QA or the Highway 2026: Quality Engineering in the Age of AI Agents

QA or the Highway 2026 — 7 Talks. 4 Takeaways. One New Job Description.

The Setup

Spent Friday at QA or the Highway 2026 in Columbus. It is one of those single-day, single-track conferences where you can hold a conversation with a speaker between sessions instead of sprinting across hotel floors. Seven talks, one hallway, a lot of notes.

What I did not expect was how tightly the sessions converged on the same thesis from different angles. By afternoon it was less a collection of individual talks and more a single argument that happened to have seven parts.

The argument: AI is rewriting what quality means, who owns it, and what it costs to get it wrong.

Takeaway 1: The Failure Mode Has Changed

Matt Eland opened the conference with what I thought was the most important reframe of the day.

We have spent years thinking about software quality through the lens of preventing mistakes — catching the null pointer, the off-by-one, the untested edge case. The mental model is: humans make mistakes, tests catch them, CI enforces the gate. It is a defensive posture built around the assumption that human error is the primary threat.

AI agents break that model in a specific and consequential way. An agent given a loose paragraph of requirements can produce a pull request that looks production-ready in minutes. Linting passes. Tests pass. The PR description is coherent. The code structure is clean. And it quietly does something the author did not quite mean.

The failure mode is no longer buggy code. It is well-formatted code that quietly misreads intent.

This matters because our entire defensive posture — coverage, static analysis, code review — was built to catch implementation errors. It was not built to validate whether the implementation matches what the product owner actually intended. That is a different problem, and it requires different tools.

Matt's push was to write test plans that validate intent rather than implementation.
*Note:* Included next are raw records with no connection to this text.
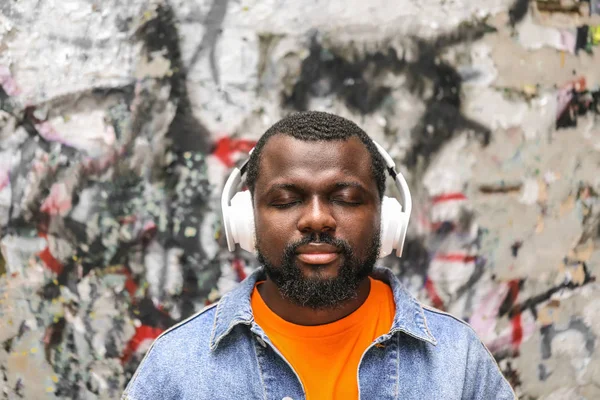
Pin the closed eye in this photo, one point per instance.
(346, 202)
(285, 205)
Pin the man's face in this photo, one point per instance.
(317, 215)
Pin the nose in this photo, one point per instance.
(317, 217)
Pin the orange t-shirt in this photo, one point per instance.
(326, 356)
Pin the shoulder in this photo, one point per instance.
(458, 341)
(196, 328)
(185, 342)
(447, 328)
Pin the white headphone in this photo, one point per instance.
(238, 213)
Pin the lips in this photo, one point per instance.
(317, 253)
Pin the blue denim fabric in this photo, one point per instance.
(221, 353)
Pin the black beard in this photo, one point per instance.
(321, 293)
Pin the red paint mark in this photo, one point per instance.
(448, 197)
(433, 295)
(226, 147)
(516, 323)
(49, 261)
(142, 333)
(455, 257)
(238, 267)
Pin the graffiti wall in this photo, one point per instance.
(119, 122)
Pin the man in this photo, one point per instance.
(318, 321)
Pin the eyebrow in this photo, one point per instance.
(284, 186)
(351, 184)
(297, 189)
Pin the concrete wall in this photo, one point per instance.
(120, 120)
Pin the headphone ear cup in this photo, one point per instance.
(394, 225)
(241, 221)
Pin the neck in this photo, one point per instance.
(307, 316)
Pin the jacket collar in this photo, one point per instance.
(234, 308)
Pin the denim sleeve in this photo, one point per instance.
(152, 379)
(483, 378)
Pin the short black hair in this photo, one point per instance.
(316, 126)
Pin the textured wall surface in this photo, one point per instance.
(119, 121)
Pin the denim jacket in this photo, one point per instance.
(221, 353)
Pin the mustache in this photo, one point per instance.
(314, 237)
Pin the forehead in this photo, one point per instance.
(285, 158)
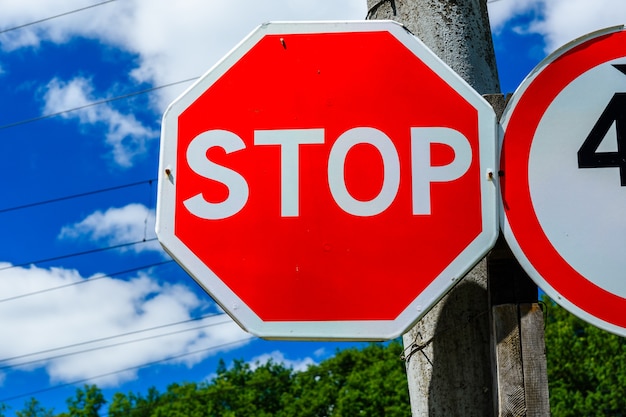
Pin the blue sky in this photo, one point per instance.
(108, 51)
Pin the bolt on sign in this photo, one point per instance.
(328, 180)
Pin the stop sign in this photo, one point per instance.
(328, 180)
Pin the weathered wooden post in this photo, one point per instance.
(480, 350)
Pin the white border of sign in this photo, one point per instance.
(554, 214)
(335, 330)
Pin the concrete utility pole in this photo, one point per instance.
(480, 350)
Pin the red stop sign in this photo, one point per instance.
(328, 180)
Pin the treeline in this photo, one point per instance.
(366, 382)
(586, 372)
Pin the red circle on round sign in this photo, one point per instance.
(522, 226)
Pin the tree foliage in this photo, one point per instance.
(586, 372)
(586, 367)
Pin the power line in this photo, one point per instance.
(93, 349)
(73, 196)
(71, 255)
(45, 19)
(84, 281)
(94, 103)
(104, 339)
(132, 368)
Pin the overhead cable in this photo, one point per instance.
(112, 345)
(71, 255)
(94, 103)
(84, 281)
(73, 196)
(107, 338)
(45, 19)
(132, 368)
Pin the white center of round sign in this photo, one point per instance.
(568, 200)
(563, 177)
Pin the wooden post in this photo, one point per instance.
(480, 350)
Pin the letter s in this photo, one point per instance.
(237, 186)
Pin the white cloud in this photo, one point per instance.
(104, 308)
(278, 357)
(173, 40)
(126, 136)
(115, 226)
(566, 20)
(558, 21)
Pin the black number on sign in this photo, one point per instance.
(588, 155)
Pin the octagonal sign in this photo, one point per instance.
(328, 180)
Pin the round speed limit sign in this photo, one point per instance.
(563, 177)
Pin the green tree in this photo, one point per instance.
(33, 408)
(368, 382)
(244, 390)
(134, 405)
(87, 402)
(586, 367)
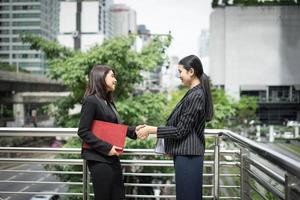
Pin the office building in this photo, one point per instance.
(254, 50)
(20, 17)
(123, 20)
(95, 23)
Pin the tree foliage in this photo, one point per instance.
(72, 68)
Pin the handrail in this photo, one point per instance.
(279, 159)
(290, 167)
(283, 161)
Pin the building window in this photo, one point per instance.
(279, 93)
(4, 39)
(4, 24)
(4, 31)
(27, 7)
(4, 16)
(4, 48)
(4, 7)
(26, 31)
(37, 23)
(26, 15)
(4, 56)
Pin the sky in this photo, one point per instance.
(184, 18)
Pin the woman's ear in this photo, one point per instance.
(192, 72)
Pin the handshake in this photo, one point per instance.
(143, 131)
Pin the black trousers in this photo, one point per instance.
(188, 177)
(107, 180)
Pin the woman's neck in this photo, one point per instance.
(195, 82)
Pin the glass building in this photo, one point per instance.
(26, 16)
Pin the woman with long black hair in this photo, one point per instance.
(102, 158)
(183, 135)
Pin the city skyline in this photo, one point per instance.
(185, 20)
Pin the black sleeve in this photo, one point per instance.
(191, 107)
(88, 112)
(131, 132)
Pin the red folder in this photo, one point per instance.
(112, 133)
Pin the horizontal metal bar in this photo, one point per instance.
(59, 193)
(78, 150)
(69, 132)
(42, 182)
(44, 161)
(265, 184)
(258, 192)
(150, 196)
(268, 171)
(157, 185)
(39, 150)
(45, 172)
(229, 186)
(284, 162)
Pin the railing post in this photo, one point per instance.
(245, 179)
(85, 180)
(291, 185)
(216, 168)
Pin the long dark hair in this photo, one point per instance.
(194, 62)
(96, 83)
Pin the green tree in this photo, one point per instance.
(72, 68)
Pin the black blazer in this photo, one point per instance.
(184, 131)
(95, 108)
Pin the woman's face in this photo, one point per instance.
(185, 75)
(110, 81)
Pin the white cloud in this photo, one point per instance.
(184, 18)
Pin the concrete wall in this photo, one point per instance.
(255, 46)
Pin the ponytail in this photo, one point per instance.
(209, 110)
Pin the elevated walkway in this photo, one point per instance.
(241, 169)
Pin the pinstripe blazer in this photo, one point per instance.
(184, 131)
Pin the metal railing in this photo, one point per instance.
(234, 168)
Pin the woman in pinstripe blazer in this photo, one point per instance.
(184, 132)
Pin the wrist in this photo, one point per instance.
(153, 130)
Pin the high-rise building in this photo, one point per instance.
(254, 51)
(204, 50)
(123, 20)
(203, 43)
(95, 23)
(26, 16)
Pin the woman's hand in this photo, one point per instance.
(114, 151)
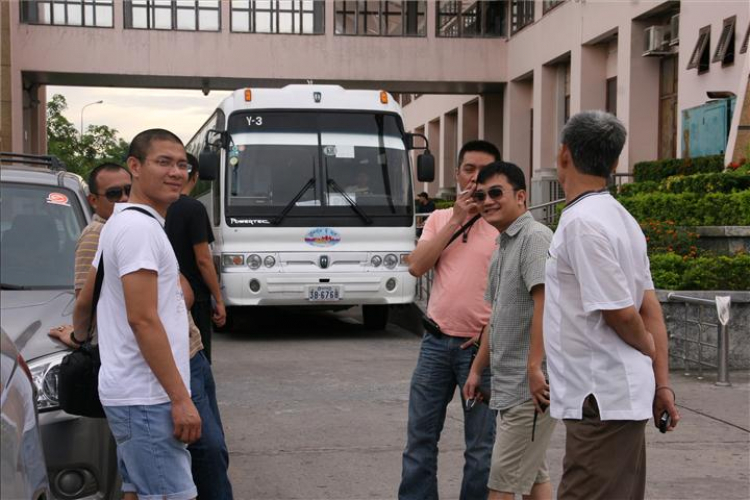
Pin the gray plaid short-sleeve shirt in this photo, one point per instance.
(516, 267)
That sounds abstract until you try it: instead of testing that a function returns a specific value, you test that it upholds a business invariant. Instead of testing a UI flow step by step, you test that the user can accomplish a goal. The spec becomes the thing you are defending, not the code.

Jeff Van Fleet and Scott Boyd made a closely related argument in their AI maturity session. The teams getting real, measurable value from AI are not the ones who deployed the most tools. They are the ones who built reciprocal feedback loops between human domain expertise and the model. The model generates; the human evaluates; the evaluation informs the next generation. That loop, applied consistently, is what separates teams where AI creates leverage from teams where AI creates noise.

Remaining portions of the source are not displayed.